Feijões, lingüiças e o resto

Era um prato de feijão branco com algumas pelancas afogadas.

Boiando na travessa, feijões, lingüiças, nacos de penosa e uma folha de louro atropelavam-se acaloradamente. Mas, para quem via de cima, por entre os odores aromáticos, o ambiente era harmônico.

De volta ao prato, o mais gordo dos grãos, elevou a voz e, colocando todo o bafo para fora, gritou um canto marcial. Alguns ingênuos feijões acompanhavam em coro. E, quando ele finalmente resfolegou, não faltaram vaias e risadas. Quem liderava a pilhéria era uma rodela vermelha de lingüiça. O velho general feculante ainda se agitava de indignação, mas a massa ingrata deu de ombros para suas medalhas e mofadas conquistas. A lingüiça era uma palhaça. Sua pantomima era hilária e, apesar de por vezes vulgar, o plenário inteiro gargalhava.

Jacquin, o guarda-florestal da província, sua esposa, Marceline, e duas bufas crianças sentaram-se à mesa. “Deus é bom, Deus é grande. Agradecemos, Senhor, pelo pão, pela paz – e avistando a travessa fumegante – pela paz e por essa maravilha aí.”

Aqui em baixo, os humores amainaram-se rapidamente. As penosas arrepiaram-se, os feijões rebolaram e até as irresponsáveis lingüiças soltaram gritos de pavor. “Maravilha”, ele havia dito “maravilha”! E mais uma vez, sem ser convidado, foi o veterano militar que tomou a palavra: “Meu povo, minha gente, maravilha é o nome. É disso que ele nos chamou. “Feijões, lingüiças e penosas, uni-vos e que o Todo-Poderoso nos guie” e numa bravata vingativa, acrescentou: “Palhaçada não põe mesa, uni-vos!”. Boas de palanque, as linguiças teorizavam ironias maliciosas. Bom de pelanca, o general distribuía ordens e autoridade.
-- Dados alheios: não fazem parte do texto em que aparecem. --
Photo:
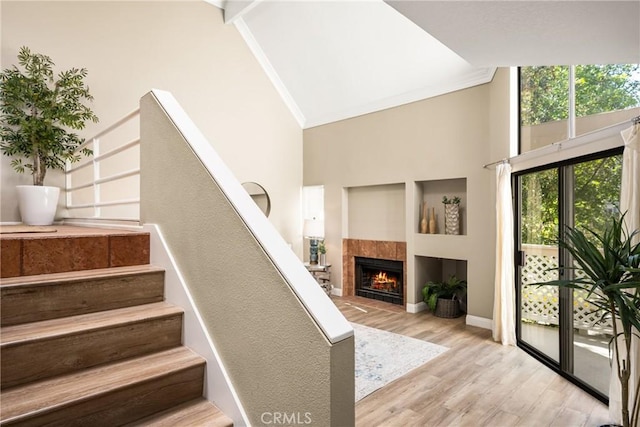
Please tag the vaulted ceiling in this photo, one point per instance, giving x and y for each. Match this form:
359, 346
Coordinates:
332, 60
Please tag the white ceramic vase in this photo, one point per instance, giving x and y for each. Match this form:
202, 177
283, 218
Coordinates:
37, 204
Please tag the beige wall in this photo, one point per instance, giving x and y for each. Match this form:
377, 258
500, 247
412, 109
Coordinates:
376, 212
447, 137
184, 48
277, 357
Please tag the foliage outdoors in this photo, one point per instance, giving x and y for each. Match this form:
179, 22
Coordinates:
606, 265
450, 289
38, 109
596, 197
598, 89
452, 201
545, 98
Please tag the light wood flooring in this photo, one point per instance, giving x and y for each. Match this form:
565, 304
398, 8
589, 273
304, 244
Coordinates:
477, 382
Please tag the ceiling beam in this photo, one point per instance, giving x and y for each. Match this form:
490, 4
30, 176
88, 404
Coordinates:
235, 9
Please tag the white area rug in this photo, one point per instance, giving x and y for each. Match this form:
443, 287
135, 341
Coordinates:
382, 357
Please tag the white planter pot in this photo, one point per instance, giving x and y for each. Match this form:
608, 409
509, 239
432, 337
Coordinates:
37, 204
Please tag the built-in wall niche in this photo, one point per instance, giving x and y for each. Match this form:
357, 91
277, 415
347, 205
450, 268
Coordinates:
376, 212
429, 269
432, 192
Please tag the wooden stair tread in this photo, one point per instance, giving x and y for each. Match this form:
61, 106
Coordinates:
47, 329
52, 279
198, 412
66, 390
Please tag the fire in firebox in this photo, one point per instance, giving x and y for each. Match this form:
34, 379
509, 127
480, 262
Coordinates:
383, 282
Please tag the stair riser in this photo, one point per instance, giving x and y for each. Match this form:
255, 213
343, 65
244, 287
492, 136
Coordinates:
39, 359
124, 405
42, 302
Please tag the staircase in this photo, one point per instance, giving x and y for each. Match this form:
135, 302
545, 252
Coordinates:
86, 338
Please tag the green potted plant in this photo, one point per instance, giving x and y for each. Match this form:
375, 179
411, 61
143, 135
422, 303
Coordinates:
38, 110
606, 266
443, 298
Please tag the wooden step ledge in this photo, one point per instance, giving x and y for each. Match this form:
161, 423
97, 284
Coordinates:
110, 393
198, 412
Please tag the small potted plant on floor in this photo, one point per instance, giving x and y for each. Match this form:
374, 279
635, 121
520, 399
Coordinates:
607, 266
38, 110
443, 298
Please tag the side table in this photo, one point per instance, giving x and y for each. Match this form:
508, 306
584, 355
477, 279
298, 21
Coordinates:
322, 274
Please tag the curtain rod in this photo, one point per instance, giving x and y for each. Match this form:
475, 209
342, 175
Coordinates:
635, 121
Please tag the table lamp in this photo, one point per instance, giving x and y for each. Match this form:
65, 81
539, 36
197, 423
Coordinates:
314, 231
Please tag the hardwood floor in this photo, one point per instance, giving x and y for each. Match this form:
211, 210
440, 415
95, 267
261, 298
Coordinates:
477, 382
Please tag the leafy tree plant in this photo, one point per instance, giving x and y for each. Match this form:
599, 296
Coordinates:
607, 268
38, 110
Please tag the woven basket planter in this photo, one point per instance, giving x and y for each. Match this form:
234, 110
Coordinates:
447, 308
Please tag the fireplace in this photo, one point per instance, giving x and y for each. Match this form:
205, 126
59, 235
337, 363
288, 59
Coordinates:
379, 279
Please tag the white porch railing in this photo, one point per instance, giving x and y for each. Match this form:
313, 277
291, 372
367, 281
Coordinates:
106, 186
540, 303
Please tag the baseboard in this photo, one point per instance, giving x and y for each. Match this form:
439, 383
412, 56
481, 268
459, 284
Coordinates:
480, 322
416, 308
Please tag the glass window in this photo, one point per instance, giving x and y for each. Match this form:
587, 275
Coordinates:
560, 325
544, 106
603, 95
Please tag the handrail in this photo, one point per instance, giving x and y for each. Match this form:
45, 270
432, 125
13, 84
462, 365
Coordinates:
123, 207
111, 127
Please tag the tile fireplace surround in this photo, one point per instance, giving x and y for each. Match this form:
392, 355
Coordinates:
351, 248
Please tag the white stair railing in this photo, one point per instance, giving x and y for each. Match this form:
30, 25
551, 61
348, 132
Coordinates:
106, 186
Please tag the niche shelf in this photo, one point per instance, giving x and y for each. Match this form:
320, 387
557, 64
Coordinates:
428, 269
432, 192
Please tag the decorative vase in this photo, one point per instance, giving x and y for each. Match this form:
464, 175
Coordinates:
432, 221
451, 218
37, 204
423, 221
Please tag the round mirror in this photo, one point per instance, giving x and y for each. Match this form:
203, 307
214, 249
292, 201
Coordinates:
259, 196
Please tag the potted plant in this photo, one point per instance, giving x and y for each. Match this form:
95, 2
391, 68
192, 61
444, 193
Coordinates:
451, 215
606, 266
38, 110
443, 298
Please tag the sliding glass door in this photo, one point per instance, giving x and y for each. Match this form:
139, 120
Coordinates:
559, 326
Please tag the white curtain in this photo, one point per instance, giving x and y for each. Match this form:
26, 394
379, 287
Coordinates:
629, 203
504, 329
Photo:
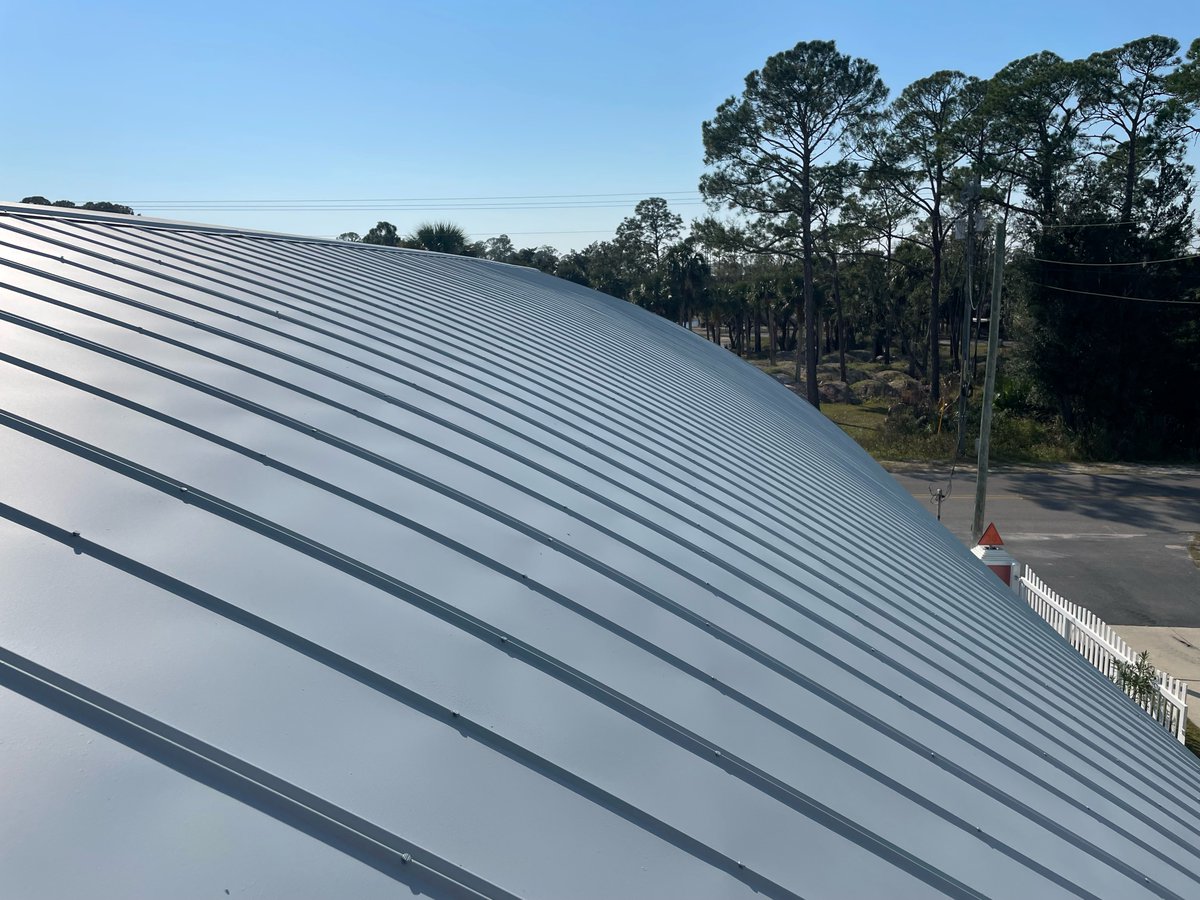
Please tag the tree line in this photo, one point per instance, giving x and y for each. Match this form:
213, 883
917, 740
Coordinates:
844, 219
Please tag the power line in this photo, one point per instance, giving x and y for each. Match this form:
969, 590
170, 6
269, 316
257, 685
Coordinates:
1122, 297
1089, 225
1144, 262
394, 208
432, 199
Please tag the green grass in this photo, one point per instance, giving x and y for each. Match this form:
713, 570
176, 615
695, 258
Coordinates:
1192, 737
912, 435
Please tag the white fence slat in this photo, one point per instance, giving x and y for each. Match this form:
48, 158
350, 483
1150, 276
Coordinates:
1102, 647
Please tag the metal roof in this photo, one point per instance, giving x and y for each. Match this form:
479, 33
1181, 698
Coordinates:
327, 567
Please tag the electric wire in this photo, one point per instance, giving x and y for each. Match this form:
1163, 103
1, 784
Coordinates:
1122, 297
1143, 262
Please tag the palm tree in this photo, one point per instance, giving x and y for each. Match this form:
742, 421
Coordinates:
441, 238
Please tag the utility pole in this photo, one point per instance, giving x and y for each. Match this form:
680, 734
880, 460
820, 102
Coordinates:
989, 382
971, 195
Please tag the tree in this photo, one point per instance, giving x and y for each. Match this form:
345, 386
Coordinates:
439, 238
384, 233
499, 250
1126, 90
643, 239
96, 205
916, 154
652, 228
1035, 106
769, 147
687, 274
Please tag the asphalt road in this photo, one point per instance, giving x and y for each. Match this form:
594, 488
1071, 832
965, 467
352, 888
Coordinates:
1113, 539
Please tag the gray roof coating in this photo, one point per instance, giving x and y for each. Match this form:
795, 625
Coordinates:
328, 567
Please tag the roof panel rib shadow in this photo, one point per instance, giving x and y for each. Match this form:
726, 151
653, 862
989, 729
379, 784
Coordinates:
328, 568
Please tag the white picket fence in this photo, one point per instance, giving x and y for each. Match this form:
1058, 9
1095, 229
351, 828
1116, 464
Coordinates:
1101, 646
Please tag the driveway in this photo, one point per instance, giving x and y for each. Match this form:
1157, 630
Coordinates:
1110, 538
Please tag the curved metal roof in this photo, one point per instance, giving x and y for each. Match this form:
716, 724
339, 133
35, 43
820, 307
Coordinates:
328, 567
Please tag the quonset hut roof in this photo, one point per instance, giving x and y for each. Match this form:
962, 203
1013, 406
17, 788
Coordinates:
328, 567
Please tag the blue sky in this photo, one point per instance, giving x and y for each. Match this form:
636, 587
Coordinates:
535, 102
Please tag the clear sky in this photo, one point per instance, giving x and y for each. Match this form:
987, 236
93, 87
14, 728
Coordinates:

Mas os partidos rapidamente se dissiparam, porque a família já engolia um “amém” protocolar. Marceline levantou-se e, com sua voz de falsete anunciou, o início dos trabalhos.

Foi guloso o ataque. Jacquin comeu três pratos, Marceline, um e os fedelhos obesos até lamberam os pratos. Foi passiva a defesa. O general morreu heroicamente na garganta do guarda- florestal, as penosas suicidaram-se e as lingüiças discursaram, mas foram devoradas sem piedade.

Após o almoço, enquanto a família resfastelava-se preguiçosamente na varanda, lá na mesa, na travessa deserta, a folha de louro, bardo venerando, cantarolava, com sua lira, a inoperância das políticas do cassoulet.